Boundary crossing is the hardest ordinary event

A ship flying across a tile boundary is the most routine thing in the game and the most dangerous moment in the architecture, because it is the one time an entity's authority must move between two CP islands across the AP layer between them. Get it wrong in one direction and the ship exists twice. Get it wrong in the other and it exists nowhere.

The correctness model is a five-phase state machine: prepare, accept, commit_departure, finalize_arrival, reconcile. The invariant it protects: at most one tile is ever authoritative for the ship, and at every instant at least one committed stream can reconstruct it. The pending arrival can be discarded at any point without inventing or destroying anything.

This failure has a famous name. Second Life's region crossings spent nearly two decades as the canonical seam disaster: avatars and vehicles stalling at borders, attachments lost and sessions dropped mid-handoff, and in the worst case no-copy items duplicated by crashing a simulator mid-transfer, because custody moved between simulators without a durable interlock recording which side owned what. Everything below is an answer to that record: the reservation is committed before the grant exists, the departure is committed before anyone is told it happened, and a crash at any instant leaves at least one stream that can reconstruct the ship. The two-beat protocol is Second Life's hardest lesson, applied on purpose.
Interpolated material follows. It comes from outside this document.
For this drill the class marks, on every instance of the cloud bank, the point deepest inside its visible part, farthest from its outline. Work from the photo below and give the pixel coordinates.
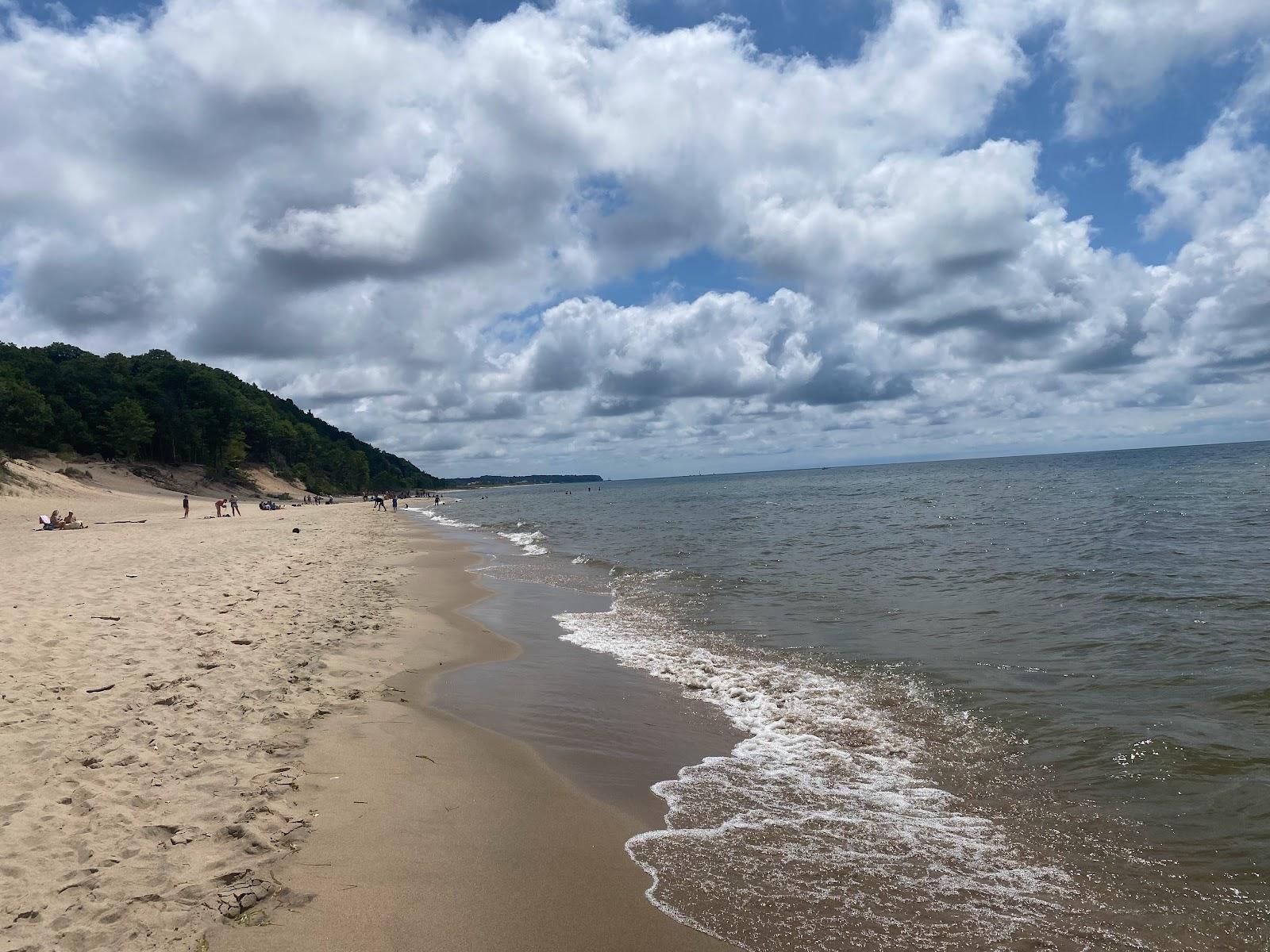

Operationally, the five phases collapse into two beats. Admission runs inside the destination's current tick: validate both epochs, arbitrate against local movement and other inbound proposals, resolve the ship's remaining path against live destination state, and reserve its final cell or reject. All of that happens in the destination master's resolution pass, in process, against the live grid, where single-threaded authority makes the arbitration atomic for free; Redis never sees a proposal, and no validation logic lives anywhere near a Lua script. The reservation is simply one more event in that tick's batch, riding the normal one-write-per-tick commit through the same function the commit path post described. Settlement is the next tick's ordinary work: the source commits the departure, the destination materializes the ship into its plan, and both ride the normal stream commits. Prepare and accept became one exchange, the commit phases became regular ticks, and reconcile became lazy cleanup. A crossing completes in a deterministic two ticks, and what travels over the wire is two messages on the neighbor stream the tiles already share. Combat gets one sentence about the in-between: damage resolves wherever the ship's authoritative record sits that tick, at the source until the departure commits, at the destination from that commit onward with the reservation standing in as the target until materialization, so no window exists where a ship is unhittable or hittable twice. A ship destroyed before its departure commits simply never departs, and the reservation expires unused.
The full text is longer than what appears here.